Der Futterautomat im Schweinestall der Familie Rauen funktioniert ähnlich wie eine Bierzapfanlage in der Kneipe. Hebel betätigen - dann fließen Wasser und ein Getreide-Mineralstoff-Mix aus den Hähnen. Wann immer ein Schwein Hunger hat, stupst es mit der Schnauze nacheinander die beiden Hebel an. Wasser und Futter landen in einem Behälter und verbinden sich zu einem Brei. "Ein Schwein frisst in der Mastphase knapp 300 Kilogramm", sagt Landwirt Georg Rauen. Wenn es sein Zielgewicht von rund 120 Kilo erreicht hat, transportiert es der 52-Jährige zum Schlachthof. Einmal in der Woche liefere er zehn bis 20 Tiere ab, erzählt er. Mit Sauen und Ebern kennt sich Rauen aus, seit zwei Jahrzehnten betreibt er nicht nur Ackerbau, sondern hält auch Schweine auf seinem Hof in Viersen. Ins Mast-Geschäft stieg er jedoch erst vor rund zwölf Monaten ein. Dabei setze er auf besonders tiergerechte Haltung, sagt der Landwirt: "Zwischen Bio und konventionell."

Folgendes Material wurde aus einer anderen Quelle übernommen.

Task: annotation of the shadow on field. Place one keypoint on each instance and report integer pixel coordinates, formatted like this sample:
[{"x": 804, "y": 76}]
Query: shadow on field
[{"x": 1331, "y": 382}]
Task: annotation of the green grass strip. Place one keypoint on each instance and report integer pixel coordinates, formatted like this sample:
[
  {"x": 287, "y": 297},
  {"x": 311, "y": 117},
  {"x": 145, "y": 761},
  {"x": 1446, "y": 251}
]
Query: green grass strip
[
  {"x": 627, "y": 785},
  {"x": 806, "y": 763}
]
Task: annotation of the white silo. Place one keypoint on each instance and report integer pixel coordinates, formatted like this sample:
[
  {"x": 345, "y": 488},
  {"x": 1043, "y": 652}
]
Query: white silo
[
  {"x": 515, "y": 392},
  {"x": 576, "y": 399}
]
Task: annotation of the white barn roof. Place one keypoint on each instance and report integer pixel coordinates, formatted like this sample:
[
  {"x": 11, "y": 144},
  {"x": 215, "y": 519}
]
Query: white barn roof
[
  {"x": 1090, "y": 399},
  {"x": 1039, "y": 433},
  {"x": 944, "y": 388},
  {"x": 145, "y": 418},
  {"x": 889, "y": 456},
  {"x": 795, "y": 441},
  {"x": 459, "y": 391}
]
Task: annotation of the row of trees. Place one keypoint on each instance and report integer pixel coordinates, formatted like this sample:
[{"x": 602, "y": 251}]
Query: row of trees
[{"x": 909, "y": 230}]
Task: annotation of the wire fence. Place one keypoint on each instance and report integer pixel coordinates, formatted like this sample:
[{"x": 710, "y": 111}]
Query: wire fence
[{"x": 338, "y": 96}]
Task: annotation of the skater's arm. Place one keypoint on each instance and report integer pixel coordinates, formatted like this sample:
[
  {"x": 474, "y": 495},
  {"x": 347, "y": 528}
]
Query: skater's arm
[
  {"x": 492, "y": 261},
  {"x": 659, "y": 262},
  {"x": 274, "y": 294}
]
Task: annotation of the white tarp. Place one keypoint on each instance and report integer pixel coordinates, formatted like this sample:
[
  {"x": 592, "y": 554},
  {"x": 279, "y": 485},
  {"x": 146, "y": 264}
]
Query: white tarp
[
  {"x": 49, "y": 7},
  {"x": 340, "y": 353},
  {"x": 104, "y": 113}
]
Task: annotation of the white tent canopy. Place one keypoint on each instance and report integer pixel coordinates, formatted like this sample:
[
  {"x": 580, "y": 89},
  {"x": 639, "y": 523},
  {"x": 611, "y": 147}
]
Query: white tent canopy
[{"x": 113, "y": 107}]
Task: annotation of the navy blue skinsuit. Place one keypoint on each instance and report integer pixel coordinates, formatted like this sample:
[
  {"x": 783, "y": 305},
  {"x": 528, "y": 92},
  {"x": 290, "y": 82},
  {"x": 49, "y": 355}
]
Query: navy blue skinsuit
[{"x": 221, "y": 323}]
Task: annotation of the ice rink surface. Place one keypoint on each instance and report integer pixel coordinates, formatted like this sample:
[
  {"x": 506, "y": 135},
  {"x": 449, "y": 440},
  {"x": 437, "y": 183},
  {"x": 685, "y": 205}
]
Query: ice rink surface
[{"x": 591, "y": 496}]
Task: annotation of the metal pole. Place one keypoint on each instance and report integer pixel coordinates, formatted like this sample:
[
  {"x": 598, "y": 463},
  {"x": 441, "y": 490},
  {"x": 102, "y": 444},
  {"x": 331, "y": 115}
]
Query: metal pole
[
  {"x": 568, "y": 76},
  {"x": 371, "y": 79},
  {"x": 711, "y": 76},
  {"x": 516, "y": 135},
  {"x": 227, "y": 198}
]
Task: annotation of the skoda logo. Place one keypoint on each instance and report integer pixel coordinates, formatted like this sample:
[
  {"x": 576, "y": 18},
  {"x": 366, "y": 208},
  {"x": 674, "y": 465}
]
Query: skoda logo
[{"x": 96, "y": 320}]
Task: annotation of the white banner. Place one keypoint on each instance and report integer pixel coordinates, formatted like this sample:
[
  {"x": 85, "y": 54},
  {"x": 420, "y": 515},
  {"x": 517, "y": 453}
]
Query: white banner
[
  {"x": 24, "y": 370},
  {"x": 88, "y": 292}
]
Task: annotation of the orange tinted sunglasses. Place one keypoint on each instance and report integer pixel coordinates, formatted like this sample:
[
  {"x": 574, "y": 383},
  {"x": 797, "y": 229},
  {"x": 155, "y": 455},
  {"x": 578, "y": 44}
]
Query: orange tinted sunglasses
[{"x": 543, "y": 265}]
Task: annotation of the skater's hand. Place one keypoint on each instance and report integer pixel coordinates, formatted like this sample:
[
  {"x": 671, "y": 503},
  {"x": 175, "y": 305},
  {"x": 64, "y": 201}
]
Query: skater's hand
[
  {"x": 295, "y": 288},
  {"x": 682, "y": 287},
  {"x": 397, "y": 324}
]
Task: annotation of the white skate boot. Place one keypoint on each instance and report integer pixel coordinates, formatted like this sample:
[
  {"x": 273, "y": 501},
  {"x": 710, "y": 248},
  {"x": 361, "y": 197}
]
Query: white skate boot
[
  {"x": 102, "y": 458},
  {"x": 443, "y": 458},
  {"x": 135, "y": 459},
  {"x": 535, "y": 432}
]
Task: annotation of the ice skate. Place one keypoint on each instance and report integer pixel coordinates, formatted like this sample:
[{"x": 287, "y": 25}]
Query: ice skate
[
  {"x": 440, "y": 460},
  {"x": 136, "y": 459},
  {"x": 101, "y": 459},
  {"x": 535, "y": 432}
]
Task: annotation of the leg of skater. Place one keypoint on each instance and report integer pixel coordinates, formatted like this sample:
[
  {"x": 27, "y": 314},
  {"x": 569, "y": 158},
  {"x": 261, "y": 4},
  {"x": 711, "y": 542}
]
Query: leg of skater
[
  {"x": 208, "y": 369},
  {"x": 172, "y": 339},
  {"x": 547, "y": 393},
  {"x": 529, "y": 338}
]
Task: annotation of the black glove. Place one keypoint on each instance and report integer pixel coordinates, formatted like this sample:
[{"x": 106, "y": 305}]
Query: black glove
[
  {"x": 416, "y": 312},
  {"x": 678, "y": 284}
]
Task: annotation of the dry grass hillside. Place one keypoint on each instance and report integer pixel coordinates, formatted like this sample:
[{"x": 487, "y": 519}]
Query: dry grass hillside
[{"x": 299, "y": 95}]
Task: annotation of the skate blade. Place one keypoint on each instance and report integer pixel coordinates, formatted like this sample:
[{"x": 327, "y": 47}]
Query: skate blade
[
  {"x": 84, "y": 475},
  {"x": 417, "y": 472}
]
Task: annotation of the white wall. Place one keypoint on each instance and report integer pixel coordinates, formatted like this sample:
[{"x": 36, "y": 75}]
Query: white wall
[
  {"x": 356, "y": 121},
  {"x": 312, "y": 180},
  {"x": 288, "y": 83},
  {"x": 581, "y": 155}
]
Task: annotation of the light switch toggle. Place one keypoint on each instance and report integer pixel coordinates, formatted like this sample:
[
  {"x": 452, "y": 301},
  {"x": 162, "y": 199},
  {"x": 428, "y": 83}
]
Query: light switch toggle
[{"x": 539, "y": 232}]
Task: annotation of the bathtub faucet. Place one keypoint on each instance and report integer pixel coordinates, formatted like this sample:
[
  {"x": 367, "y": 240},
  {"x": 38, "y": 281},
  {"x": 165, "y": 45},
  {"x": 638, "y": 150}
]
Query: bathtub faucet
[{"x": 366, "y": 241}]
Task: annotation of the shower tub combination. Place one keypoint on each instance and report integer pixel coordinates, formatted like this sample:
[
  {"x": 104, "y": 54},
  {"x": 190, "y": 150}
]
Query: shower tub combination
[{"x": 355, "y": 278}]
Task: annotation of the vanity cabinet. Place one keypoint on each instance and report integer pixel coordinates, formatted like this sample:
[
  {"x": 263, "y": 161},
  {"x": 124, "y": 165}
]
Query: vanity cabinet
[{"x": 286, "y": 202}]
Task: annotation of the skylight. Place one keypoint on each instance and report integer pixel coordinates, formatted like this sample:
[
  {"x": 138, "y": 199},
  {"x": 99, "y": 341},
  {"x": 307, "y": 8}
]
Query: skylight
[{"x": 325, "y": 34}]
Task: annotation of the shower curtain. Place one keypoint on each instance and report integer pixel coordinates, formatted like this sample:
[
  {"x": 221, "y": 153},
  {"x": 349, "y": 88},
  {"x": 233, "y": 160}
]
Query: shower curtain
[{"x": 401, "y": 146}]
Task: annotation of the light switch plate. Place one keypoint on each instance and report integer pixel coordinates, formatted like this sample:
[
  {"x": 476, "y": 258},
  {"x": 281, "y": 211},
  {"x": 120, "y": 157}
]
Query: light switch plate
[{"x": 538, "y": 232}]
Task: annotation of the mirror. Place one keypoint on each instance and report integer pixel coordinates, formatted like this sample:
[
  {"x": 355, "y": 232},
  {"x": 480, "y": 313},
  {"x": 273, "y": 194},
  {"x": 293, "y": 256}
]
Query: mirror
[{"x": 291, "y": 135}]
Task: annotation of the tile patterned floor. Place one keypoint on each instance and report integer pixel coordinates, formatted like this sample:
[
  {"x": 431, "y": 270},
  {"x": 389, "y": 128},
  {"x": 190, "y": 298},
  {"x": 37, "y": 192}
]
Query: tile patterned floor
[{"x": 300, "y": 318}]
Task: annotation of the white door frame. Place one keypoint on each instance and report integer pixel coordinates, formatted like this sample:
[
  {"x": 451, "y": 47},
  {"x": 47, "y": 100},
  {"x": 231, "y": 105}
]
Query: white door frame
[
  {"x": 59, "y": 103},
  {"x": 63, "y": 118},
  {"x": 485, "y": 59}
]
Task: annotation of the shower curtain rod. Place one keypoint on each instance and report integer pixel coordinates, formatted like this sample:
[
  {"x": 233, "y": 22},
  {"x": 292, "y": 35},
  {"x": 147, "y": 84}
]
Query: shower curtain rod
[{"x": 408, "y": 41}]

In sechster Generation betreibt Rauen den Hof mit rund 50 Hektar Fläche in Viersen. Vor 22 Jahren übernahm er von seinem Vater die Leitung. Damals verdiente die Familie ihr Geld hauptsächlich mit Schweinezucht und Ackerbau. Doch irgendwann lohnte sich das Geschäft nicht mehr, der Betrieb sei zu klein gewesen, sagt Rauen. "Wir konnten den Markt nicht mehr beliefern und mussten die Tiere unter Preis verkaufen." Also entschied er sich, nicht mehr nur Schweine zu züchten, sondern sie auch zu mästen und das Fleisch zu verkaufen. Pro Kilo bekommt er derzeit vom Schlachter 1,30 Euro plus Mehrwertsteuer.

 Wenn im Schweinestall der Familie Rauen plötzlich ein Fotograf auftaucht, kommen die Tiere sofort neugierig angelaufen.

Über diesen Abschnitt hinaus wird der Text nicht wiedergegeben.